Elite Politik Ramai-ramai Bela Dokter Terawan: Begini Kesaksian Prabowo
Ketua Umum Partai Gerindra Prabowo Subianto mengaku pernah menjadi pasien Kepala Rumah Sakit Pusat Angkatan Darat Gatot Soebroto
Terawan selama ini diketahui sebagai orang yang mengenalkan metode "cuci otak" untuk mengatasi penyakit stroke.
Terapi "cuci otak" dengan Digital Substracion Angiography (DSA) diklaim bisa menghilangkan penyumbatan di otak yang menjadi penyebab stroke. Namun, metode "cuci otak" yang dikenalkan Terawan menuai pro kontra.
Ketua Dewan Pembina Partai Golkar Aburizal Bakrie melalui akun Instagram-nya mengatakan, metode "cuci otak" oleh dokter Terawan telah mencegah maupun mengobati puluhan ribu orang dari penyakit stroke.
"Saya sendiri termasuk yang merasakan manfaatnya, juga Pak Tri Sutrisno, SBY, AM Hendropriyono, dan banyak tokoh/pejabat, juga masyarakat luas.
Mudah menemukan testimoni orang yang tertolong oleh dr Terawan," tulis Aburizal di akun Instagram-nya @aburizalbakrie.id.
Di sisi lain, terapi "cuci otak" dinilai belum melalui uji klinik dan belum terbukti secara ilmiah dapat mencegah atau mengobati stroke.
Dokter Terawan: Sebagai Seorang TNI, Saya Tidak Pernah Mau Mengiklankan Diri
Kepala RSPAD Gatot Subroto Mayjen TNI dokter Terawan Agus Putranto membantah dirinya pernah mengiklankan diri dan mengangkat terapi "cuci otak" dengan digital subtraction angiography (DSA).
"Saya sebagai seorang TNI tidak pernah mau mengiklankan diri, tetapi kalau saya menerangkan secara medis, itu kewajiban saya karena menyangkut kejujuran ilmiah," ujar Terawan saat konferensi pers di RSPAD Gatot Subroto, Jakarta Pusat, Rabu (4/4/2018).
Dia meminta pihak mana pun memperlihatkan dirinya mengiklankan diri dengan terapi "cuci otak".
"Lah, saya tidak tahu iklan yang mana karena tidak boleh, harus ditunjukkan di mana saya beriklan. Mohon izin ditunjukkan iklannya seperti apa. Bahaya menuduh sesuatu mengiklankan," ujarnya.
Ketua Komisi I DPR Abdul Kharis Almasyhar meyakini Terawan tidak pernah mengiklankan diri.
Dia mengatakan, beriklan membutuhkan biaya dan biaya tersebut berasal dari Kementerian Keuangan.

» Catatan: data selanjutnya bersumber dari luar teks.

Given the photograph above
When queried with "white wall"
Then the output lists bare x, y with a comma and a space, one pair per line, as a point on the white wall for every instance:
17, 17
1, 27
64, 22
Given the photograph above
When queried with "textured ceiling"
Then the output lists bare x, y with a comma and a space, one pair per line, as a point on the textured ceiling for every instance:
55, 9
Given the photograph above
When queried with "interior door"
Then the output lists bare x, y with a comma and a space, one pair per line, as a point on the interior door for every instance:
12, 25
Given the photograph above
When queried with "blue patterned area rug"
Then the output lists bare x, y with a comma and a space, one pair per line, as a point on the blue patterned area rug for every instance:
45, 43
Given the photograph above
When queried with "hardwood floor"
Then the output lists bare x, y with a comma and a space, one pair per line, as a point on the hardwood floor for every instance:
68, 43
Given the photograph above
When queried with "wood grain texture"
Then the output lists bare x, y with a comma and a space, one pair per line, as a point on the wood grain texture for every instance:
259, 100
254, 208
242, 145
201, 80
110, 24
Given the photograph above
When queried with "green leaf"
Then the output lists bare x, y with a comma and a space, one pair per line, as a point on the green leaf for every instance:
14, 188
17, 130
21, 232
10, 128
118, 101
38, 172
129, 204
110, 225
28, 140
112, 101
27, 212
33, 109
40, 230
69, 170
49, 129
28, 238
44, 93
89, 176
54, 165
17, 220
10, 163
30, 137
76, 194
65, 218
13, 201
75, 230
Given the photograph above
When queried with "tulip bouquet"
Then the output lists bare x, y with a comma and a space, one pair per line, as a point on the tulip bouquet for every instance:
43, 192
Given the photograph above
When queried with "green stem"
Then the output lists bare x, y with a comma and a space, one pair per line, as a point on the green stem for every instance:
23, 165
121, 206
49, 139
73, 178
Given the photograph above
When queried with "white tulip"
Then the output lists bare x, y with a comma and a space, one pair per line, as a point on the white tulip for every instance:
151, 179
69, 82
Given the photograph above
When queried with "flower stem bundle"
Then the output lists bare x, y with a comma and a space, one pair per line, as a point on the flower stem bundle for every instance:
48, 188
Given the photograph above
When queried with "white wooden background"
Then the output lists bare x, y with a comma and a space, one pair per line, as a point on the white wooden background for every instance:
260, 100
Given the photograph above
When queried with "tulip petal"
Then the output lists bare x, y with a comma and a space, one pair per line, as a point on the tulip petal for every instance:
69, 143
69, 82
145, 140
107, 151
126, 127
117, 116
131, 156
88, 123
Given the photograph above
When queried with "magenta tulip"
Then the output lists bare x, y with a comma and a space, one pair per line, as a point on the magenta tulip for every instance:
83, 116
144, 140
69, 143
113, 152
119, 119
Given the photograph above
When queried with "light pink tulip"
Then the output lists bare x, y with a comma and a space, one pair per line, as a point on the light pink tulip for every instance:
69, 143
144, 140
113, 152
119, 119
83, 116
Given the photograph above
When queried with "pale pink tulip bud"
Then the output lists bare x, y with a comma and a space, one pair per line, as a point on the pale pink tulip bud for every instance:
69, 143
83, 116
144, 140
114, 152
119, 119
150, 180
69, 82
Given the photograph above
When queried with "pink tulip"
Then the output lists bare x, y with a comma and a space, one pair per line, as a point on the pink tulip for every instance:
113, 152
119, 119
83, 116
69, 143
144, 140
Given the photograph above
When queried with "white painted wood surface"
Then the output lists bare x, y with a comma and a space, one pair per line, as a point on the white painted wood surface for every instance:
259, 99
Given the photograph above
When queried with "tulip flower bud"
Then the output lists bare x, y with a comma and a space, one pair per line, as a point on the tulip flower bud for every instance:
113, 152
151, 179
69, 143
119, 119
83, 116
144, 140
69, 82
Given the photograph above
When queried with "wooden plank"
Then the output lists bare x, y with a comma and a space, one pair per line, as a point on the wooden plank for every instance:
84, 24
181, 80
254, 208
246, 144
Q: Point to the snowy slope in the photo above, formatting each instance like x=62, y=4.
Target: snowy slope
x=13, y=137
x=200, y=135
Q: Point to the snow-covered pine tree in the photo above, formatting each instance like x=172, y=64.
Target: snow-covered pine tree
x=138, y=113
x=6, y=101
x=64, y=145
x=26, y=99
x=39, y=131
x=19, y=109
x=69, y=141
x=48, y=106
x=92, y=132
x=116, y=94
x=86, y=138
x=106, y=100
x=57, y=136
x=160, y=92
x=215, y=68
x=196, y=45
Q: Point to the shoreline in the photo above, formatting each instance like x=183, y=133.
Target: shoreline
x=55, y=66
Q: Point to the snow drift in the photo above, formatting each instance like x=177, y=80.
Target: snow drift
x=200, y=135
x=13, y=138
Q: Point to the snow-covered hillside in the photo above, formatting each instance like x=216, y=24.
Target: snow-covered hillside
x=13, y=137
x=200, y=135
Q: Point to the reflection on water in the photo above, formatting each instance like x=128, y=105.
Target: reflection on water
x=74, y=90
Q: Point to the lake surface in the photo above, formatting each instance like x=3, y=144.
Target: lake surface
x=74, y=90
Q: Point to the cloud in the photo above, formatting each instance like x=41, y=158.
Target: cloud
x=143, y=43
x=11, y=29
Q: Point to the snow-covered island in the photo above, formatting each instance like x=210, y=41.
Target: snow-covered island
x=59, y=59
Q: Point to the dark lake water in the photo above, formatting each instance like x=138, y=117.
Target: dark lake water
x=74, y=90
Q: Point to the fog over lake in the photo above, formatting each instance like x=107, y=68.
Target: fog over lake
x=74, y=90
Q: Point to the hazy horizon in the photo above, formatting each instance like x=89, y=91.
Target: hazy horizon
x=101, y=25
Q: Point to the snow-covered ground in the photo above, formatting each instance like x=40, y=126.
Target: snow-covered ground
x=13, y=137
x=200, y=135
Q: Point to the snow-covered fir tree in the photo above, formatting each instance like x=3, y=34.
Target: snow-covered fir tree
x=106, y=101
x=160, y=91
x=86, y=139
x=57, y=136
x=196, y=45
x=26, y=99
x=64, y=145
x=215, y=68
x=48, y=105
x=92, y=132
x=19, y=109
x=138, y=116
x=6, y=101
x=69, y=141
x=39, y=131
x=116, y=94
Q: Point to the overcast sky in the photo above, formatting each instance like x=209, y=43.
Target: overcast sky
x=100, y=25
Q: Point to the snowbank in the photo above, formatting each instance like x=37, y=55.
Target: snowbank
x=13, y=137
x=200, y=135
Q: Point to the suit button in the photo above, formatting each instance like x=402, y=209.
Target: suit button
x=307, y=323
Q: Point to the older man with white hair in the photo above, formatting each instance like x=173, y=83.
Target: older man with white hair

"Jadi, soal iklan, seluruh biaya, dan sebagainya diputuskan Kementerian Keuangan, tidak membuat tarif sendiri tidak ada. Saya kira terlalu jauh mengatakan diiklankan," ujar Abdul.
Ketua Majelis Kehormatan Etik Kedokteran (MKEK) Pengurus Besar Ikatan Dokter Indonesia (PB IDI) Prijo Sidipratomo mengatakan, pemberhentian sementara dilakukan karena Terawan dianggap melakukan pelanggaran kode etik kedokteran.